Good Foods Market & Café: Lexington, KY
Number of Members:3,400
Equity Investment: $200 per household
Number of Staff: 110
Retail Square Feet: 10,500
Even expansions of small square footage can be complicated these days, especially when food service is a part of the plan. That’s what Anne Hopkins, general manager at Good Foods Market & Café in Lexington, Ky., learned early on. Their expansion story began in 2005 when their landlord was selling an adjacent 9,000 square foot space. It was too big and costly, so they passed on it. A year later he offered 2,000 square feet and lowered the price. A market study supported the idea of taking on the additional space. They acquired that bit and started the planning process for the space in early 2007.
“We didn’t have current expansion plans,” Hopkins said, but she could see it was a good opportunity to expand café seating, add a bathroom and a deli prep area. Sounds simple enough, but as the planning process got underway, pent up needs by the staff, membership and board came forward. Suddenly, the 2,000 square foot addition potentially became a whole-store remodel as owners said they wanted more fresh meat, beer and a bakery too. “It morphed from a small project to a whole store,” Hopkins said as they contemplated how to integrate a greater vision for the expansion.
“When the bid came back to us it was more than double our budget for leasehold improvements,” Hopkins said. “We had to look at the plan and figure out why it was so expensive.”
As they went back to the drawing board, they engaged the advice of consultants and experienced peers. They worked and reworked ideas, and Hopkins said she was finally able to decide how much was the right amount to spend when she measured the square footage impacted by the different plans and assigned per-square foot dollar cost to it.

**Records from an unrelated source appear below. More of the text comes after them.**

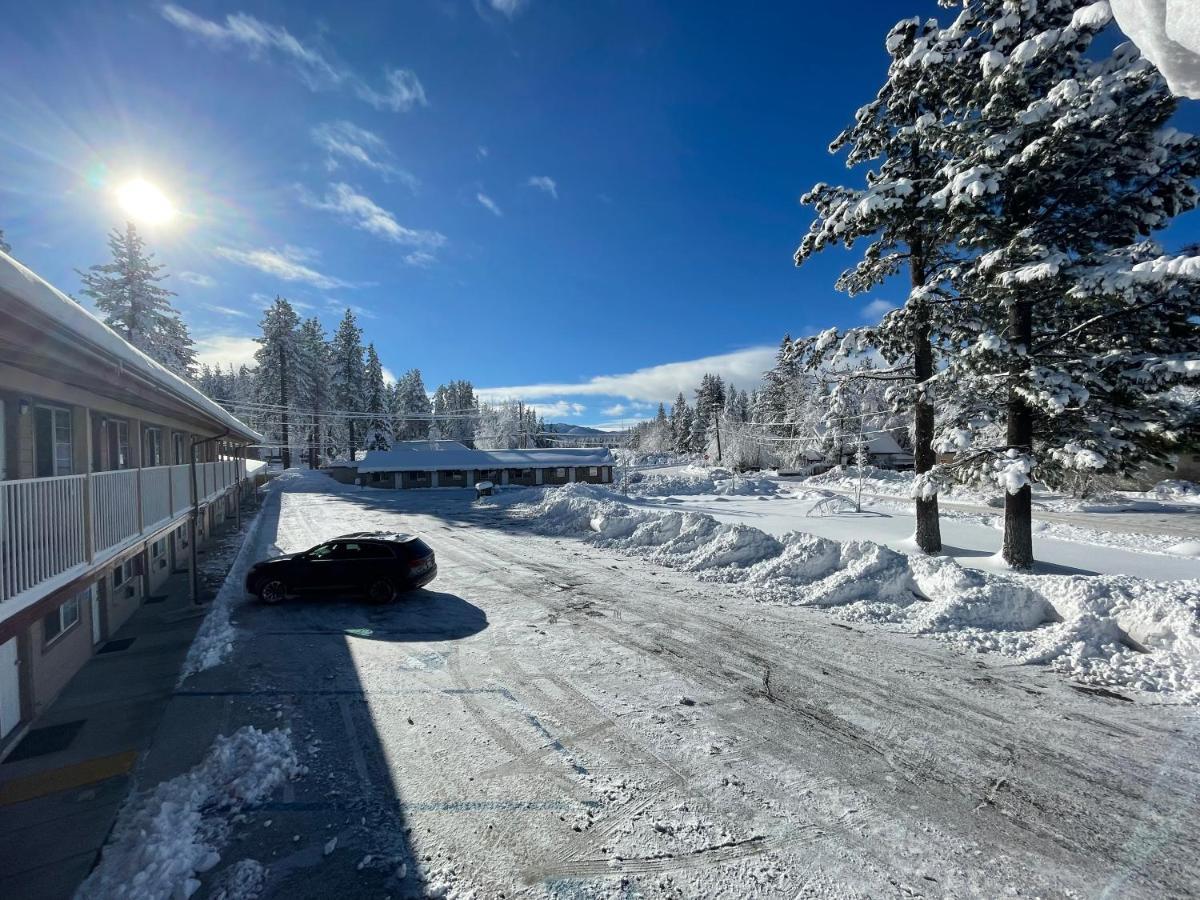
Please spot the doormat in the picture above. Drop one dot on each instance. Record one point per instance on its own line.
(51, 739)
(117, 646)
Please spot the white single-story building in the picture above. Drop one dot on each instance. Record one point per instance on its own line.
(448, 463)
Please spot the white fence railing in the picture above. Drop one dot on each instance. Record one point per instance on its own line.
(45, 521)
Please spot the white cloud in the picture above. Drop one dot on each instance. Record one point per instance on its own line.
(346, 142)
(226, 349)
(653, 384)
(420, 258)
(369, 216)
(401, 91)
(197, 279)
(287, 264)
(489, 203)
(558, 409)
(508, 7)
(544, 183)
(227, 311)
(875, 310)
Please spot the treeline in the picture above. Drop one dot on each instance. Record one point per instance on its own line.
(323, 397)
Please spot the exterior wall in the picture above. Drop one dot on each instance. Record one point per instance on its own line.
(558, 475)
(583, 473)
(453, 478)
(417, 479)
(51, 666)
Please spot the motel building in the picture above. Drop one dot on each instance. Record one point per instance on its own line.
(448, 463)
(96, 486)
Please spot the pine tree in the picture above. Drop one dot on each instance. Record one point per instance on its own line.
(1059, 162)
(412, 407)
(900, 131)
(316, 385)
(348, 381)
(277, 363)
(129, 293)
(376, 395)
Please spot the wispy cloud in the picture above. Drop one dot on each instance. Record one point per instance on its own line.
(317, 69)
(287, 264)
(227, 311)
(508, 7)
(489, 204)
(226, 349)
(197, 279)
(875, 310)
(653, 384)
(558, 409)
(420, 258)
(369, 216)
(346, 142)
(544, 183)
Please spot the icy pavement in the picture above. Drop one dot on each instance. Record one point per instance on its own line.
(555, 720)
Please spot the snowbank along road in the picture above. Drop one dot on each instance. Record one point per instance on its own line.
(550, 719)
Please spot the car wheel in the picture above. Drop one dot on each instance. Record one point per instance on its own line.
(382, 592)
(271, 591)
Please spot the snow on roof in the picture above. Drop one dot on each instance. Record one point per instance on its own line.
(35, 292)
(443, 455)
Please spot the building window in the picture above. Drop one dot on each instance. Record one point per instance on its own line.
(53, 441)
(153, 447)
(63, 618)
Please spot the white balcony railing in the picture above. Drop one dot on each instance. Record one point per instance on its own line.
(45, 521)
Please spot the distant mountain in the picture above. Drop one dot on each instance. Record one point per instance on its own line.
(563, 429)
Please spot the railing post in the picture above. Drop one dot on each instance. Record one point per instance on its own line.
(88, 523)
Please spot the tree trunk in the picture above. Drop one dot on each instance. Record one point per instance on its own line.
(929, 527)
(283, 414)
(1018, 549)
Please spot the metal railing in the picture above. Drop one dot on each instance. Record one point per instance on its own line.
(49, 526)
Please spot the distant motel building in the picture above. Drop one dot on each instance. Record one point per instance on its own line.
(96, 486)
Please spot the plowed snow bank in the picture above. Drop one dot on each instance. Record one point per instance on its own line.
(1113, 630)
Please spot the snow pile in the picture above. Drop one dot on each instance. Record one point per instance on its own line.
(214, 640)
(696, 480)
(162, 839)
(1113, 630)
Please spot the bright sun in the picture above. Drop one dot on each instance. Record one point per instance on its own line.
(144, 203)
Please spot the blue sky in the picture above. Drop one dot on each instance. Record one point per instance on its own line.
(585, 205)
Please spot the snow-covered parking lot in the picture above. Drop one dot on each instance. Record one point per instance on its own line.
(558, 719)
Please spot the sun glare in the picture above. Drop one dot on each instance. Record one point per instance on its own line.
(144, 203)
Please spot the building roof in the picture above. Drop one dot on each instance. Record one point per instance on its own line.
(429, 455)
(27, 287)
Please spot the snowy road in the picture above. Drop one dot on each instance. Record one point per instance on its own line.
(552, 720)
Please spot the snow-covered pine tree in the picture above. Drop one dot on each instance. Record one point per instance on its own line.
(681, 425)
(316, 387)
(1059, 162)
(900, 133)
(412, 407)
(375, 402)
(129, 293)
(279, 359)
(348, 382)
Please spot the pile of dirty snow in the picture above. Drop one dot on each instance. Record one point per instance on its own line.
(699, 480)
(165, 838)
(1111, 630)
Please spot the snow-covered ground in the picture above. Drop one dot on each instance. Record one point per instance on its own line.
(559, 719)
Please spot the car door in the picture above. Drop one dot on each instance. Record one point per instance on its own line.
(318, 571)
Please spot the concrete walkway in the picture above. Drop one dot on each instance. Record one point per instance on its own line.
(57, 809)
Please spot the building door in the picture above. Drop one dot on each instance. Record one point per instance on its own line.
(97, 633)
(10, 688)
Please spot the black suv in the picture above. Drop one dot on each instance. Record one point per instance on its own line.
(373, 564)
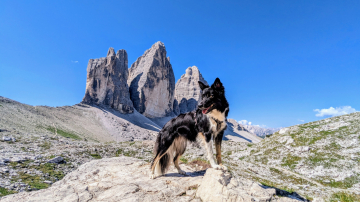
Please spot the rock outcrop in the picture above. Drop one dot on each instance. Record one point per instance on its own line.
(236, 132)
(152, 83)
(106, 82)
(187, 91)
(126, 179)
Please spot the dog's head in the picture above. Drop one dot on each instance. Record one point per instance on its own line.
(213, 97)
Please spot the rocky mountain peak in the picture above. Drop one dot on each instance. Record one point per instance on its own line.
(152, 82)
(106, 82)
(111, 52)
(187, 90)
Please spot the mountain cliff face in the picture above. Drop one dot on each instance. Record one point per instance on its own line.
(152, 83)
(187, 91)
(106, 82)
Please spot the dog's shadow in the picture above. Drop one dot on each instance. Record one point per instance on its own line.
(188, 174)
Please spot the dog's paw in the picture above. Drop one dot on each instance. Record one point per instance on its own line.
(181, 172)
(223, 167)
(152, 176)
(217, 167)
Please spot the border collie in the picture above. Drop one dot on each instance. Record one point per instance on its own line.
(206, 123)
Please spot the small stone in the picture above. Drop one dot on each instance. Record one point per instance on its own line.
(6, 138)
(57, 159)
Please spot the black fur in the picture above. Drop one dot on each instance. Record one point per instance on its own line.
(190, 124)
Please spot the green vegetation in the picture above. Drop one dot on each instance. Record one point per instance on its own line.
(184, 160)
(290, 161)
(46, 145)
(242, 158)
(50, 169)
(344, 197)
(4, 192)
(63, 133)
(345, 184)
(34, 181)
(125, 153)
(96, 156)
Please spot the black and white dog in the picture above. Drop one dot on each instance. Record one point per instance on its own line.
(207, 123)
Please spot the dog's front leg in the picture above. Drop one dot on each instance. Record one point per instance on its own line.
(208, 145)
(218, 140)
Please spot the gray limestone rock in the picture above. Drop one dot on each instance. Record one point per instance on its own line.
(152, 83)
(106, 82)
(187, 91)
(57, 159)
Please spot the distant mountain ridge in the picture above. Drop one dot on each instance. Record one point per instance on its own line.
(259, 131)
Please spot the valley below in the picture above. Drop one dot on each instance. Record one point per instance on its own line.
(39, 146)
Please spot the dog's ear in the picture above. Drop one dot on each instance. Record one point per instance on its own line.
(202, 85)
(217, 85)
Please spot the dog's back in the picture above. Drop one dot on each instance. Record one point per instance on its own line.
(207, 122)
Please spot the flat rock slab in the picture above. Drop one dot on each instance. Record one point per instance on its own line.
(115, 179)
(127, 179)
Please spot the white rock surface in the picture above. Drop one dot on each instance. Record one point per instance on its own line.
(126, 179)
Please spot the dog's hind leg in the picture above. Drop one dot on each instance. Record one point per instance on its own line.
(209, 150)
(179, 148)
(162, 156)
(218, 140)
(155, 166)
(176, 163)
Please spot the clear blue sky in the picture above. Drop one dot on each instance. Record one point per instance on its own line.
(278, 60)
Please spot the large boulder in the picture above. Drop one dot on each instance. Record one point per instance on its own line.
(106, 82)
(152, 83)
(187, 91)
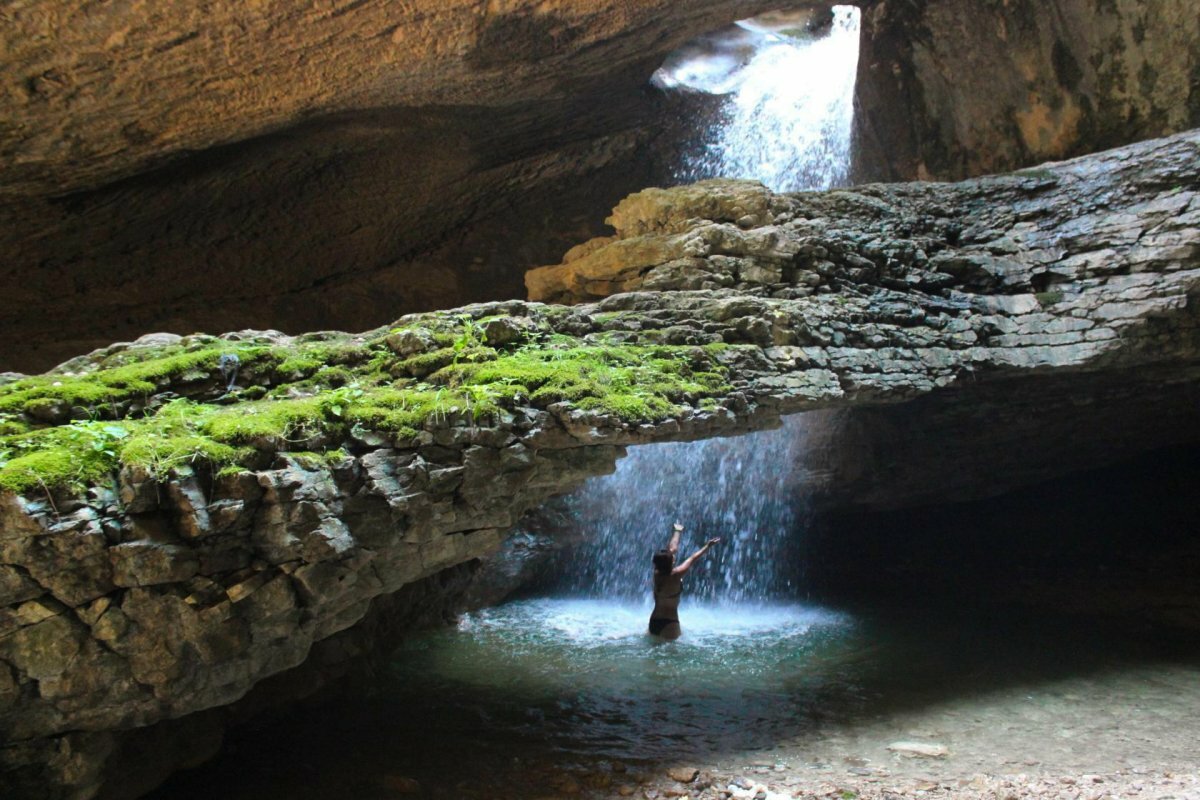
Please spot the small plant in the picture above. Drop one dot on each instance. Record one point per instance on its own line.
(1047, 299)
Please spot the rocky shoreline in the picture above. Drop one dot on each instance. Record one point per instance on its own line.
(167, 542)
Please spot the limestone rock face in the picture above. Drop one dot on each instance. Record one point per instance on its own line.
(96, 94)
(1067, 287)
(171, 167)
(948, 90)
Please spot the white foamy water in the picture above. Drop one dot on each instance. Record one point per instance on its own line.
(599, 623)
(748, 491)
(790, 113)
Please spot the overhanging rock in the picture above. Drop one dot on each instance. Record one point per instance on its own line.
(157, 583)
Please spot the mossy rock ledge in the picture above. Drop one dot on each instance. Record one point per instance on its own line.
(168, 541)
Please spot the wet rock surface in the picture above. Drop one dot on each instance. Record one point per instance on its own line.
(145, 600)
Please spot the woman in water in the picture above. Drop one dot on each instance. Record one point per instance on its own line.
(669, 585)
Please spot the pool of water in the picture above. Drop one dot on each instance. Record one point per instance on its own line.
(517, 695)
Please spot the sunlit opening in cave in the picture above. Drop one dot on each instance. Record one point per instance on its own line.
(789, 83)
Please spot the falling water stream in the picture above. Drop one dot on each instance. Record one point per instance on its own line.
(569, 684)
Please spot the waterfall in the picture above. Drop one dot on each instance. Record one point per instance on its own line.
(789, 112)
(786, 121)
(744, 489)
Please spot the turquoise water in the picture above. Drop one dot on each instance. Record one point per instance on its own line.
(516, 697)
(582, 675)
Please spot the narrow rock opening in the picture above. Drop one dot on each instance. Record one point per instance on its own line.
(786, 82)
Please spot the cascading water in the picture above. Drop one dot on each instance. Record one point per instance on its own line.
(787, 122)
(790, 110)
(743, 489)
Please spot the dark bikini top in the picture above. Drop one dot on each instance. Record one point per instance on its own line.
(660, 595)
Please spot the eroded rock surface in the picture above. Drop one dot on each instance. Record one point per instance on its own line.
(150, 597)
(949, 90)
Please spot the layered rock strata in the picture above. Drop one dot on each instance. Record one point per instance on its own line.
(192, 168)
(949, 90)
(143, 581)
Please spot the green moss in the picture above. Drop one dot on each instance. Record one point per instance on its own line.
(322, 391)
(294, 419)
(634, 383)
(75, 453)
(95, 390)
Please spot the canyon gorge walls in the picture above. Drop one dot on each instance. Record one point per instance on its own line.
(949, 89)
(334, 166)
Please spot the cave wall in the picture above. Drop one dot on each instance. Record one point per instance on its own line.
(1116, 541)
(334, 166)
(949, 89)
(305, 168)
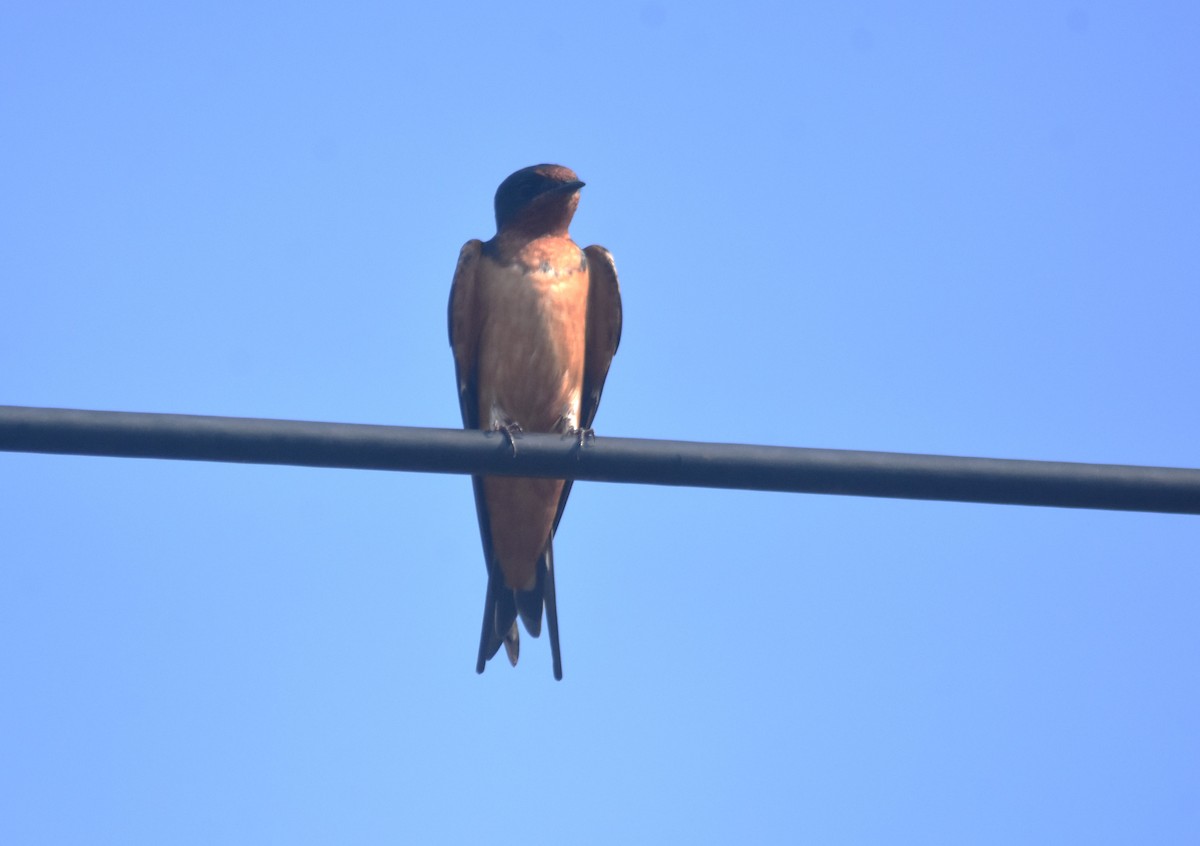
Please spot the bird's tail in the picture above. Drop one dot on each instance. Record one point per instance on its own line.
(504, 605)
(499, 622)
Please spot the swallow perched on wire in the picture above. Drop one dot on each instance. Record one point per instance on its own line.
(534, 323)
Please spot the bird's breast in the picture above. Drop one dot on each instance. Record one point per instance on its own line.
(532, 345)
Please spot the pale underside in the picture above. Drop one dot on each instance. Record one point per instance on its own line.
(531, 373)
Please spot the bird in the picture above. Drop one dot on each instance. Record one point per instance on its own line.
(534, 323)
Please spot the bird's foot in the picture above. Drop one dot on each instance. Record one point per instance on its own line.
(511, 431)
(582, 436)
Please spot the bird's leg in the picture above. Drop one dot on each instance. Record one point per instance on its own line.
(565, 425)
(511, 431)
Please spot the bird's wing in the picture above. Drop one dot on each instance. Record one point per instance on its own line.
(603, 339)
(604, 329)
(465, 322)
(465, 325)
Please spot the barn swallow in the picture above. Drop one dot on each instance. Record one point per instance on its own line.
(534, 323)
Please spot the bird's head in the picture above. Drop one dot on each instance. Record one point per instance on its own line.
(539, 199)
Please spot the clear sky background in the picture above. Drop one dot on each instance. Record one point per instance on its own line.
(949, 228)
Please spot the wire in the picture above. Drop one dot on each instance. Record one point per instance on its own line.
(616, 460)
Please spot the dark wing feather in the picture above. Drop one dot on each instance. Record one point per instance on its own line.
(604, 329)
(465, 327)
(603, 339)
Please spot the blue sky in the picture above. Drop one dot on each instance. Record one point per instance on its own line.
(942, 228)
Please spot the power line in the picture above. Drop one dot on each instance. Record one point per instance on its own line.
(617, 460)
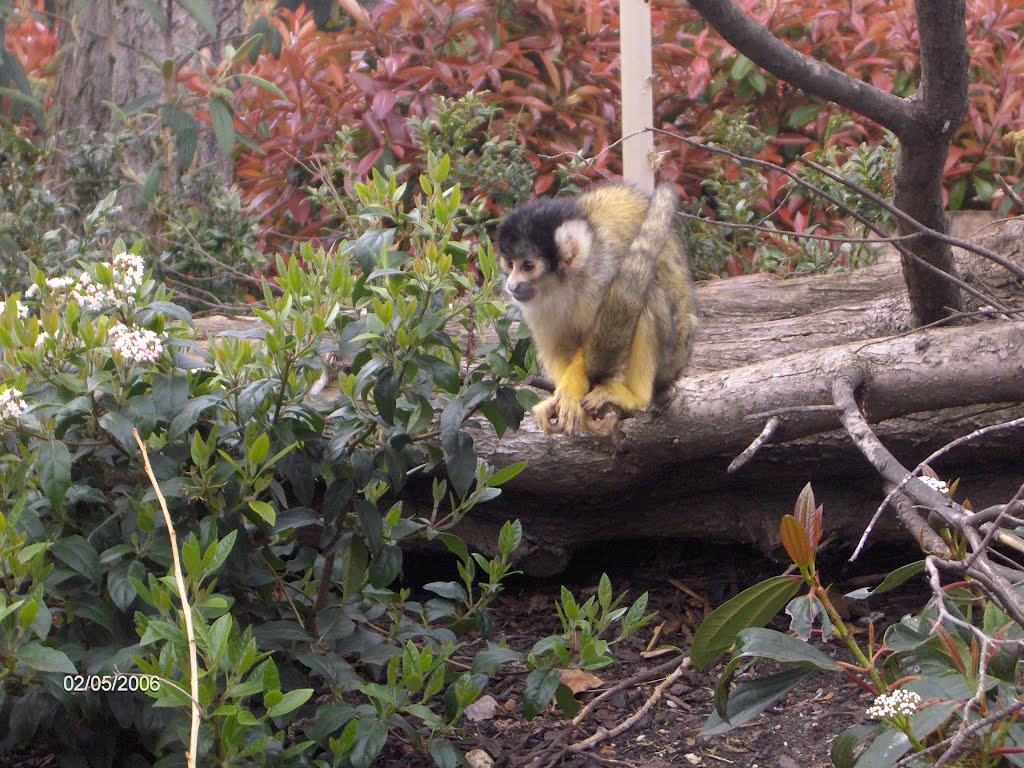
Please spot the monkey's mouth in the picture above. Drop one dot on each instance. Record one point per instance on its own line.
(521, 292)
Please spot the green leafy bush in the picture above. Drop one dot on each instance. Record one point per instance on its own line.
(953, 665)
(286, 506)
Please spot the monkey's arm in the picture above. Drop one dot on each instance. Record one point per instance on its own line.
(563, 412)
(610, 343)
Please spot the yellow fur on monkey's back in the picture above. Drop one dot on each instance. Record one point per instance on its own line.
(615, 212)
(648, 312)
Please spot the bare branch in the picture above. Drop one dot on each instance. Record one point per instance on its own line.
(754, 41)
(766, 434)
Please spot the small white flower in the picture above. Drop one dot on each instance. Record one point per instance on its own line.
(935, 484)
(23, 310)
(137, 344)
(128, 273)
(899, 702)
(11, 404)
(59, 284)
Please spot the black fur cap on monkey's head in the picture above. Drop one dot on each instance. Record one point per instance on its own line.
(528, 231)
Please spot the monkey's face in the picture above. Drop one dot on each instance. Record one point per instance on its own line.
(532, 246)
(524, 278)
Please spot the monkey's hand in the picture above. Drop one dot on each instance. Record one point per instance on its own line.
(604, 407)
(561, 414)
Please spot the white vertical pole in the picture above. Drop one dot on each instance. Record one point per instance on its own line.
(638, 98)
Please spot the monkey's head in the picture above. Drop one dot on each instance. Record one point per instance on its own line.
(540, 244)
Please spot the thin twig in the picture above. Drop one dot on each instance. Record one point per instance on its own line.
(872, 226)
(911, 221)
(1011, 193)
(771, 426)
(179, 581)
(640, 677)
(604, 733)
(913, 473)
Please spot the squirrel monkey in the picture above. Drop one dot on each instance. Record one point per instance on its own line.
(604, 285)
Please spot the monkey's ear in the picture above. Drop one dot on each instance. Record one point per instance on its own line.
(574, 241)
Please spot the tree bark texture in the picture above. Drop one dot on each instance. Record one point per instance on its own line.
(116, 51)
(925, 124)
(770, 346)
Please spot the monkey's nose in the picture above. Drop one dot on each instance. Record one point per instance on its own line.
(521, 291)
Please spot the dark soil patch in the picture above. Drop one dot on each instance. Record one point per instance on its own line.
(796, 733)
(683, 583)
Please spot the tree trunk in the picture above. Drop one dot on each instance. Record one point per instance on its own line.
(116, 53)
(925, 125)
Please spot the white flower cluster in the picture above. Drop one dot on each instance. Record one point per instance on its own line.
(898, 702)
(128, 272)
(23, 310)
(11, 404)
(935, 484)
(56, 285)
(136, 344)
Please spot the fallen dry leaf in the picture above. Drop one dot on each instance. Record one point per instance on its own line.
(482, 709)
(579, 681)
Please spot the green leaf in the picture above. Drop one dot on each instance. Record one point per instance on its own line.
(510, 537)
(151, 184)
(541, 686)
(455, 545)
(200, 10)
(762, 643)
(752, 607)
(506, 473)
(224, 547)
(157, 14)
(444, 374)
(80, 555)
(443, 754)
(264, 84)
(223, 125)
(487, 662)
(567, 704)
(846, 744)
(354, 573)
(892, 581)
(372, 522)
(386, 393)
(751, 698)
(740, 67)
(220, 634)
(385, 565)
(264, 510)
(291, 700)
(260, 448)
(53, 470)
(120, 585)
(41, 658)
(803, 115)
(451, 590)
(370, 737)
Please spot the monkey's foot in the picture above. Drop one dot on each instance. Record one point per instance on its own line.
(561, 414)
(615, 395)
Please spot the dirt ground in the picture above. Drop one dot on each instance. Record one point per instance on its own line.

In the end, they decided to do the bathrooms and seating area, and expand the grab and go, bakery and meat departments. They also decided to reconfigure grocery aisles, but not remodel the whole store. Hopkins focused specifically on certain food service programs because those sales yield a higher return on the co-op’s investment.
Hopkins has done expansions before, but the pressure for it to “be a good project” is more intense. This is because physical plant changes are complicated, the board, owners and staff need to be properly engaged, and the project has to be financially viable. Hopkins thinks that soliciting the right help, including hiring a project manager, is going to be critical to her project’s success moving forward. “I’ve been cautious,” she said, “I feel a great responsibility to the owners.”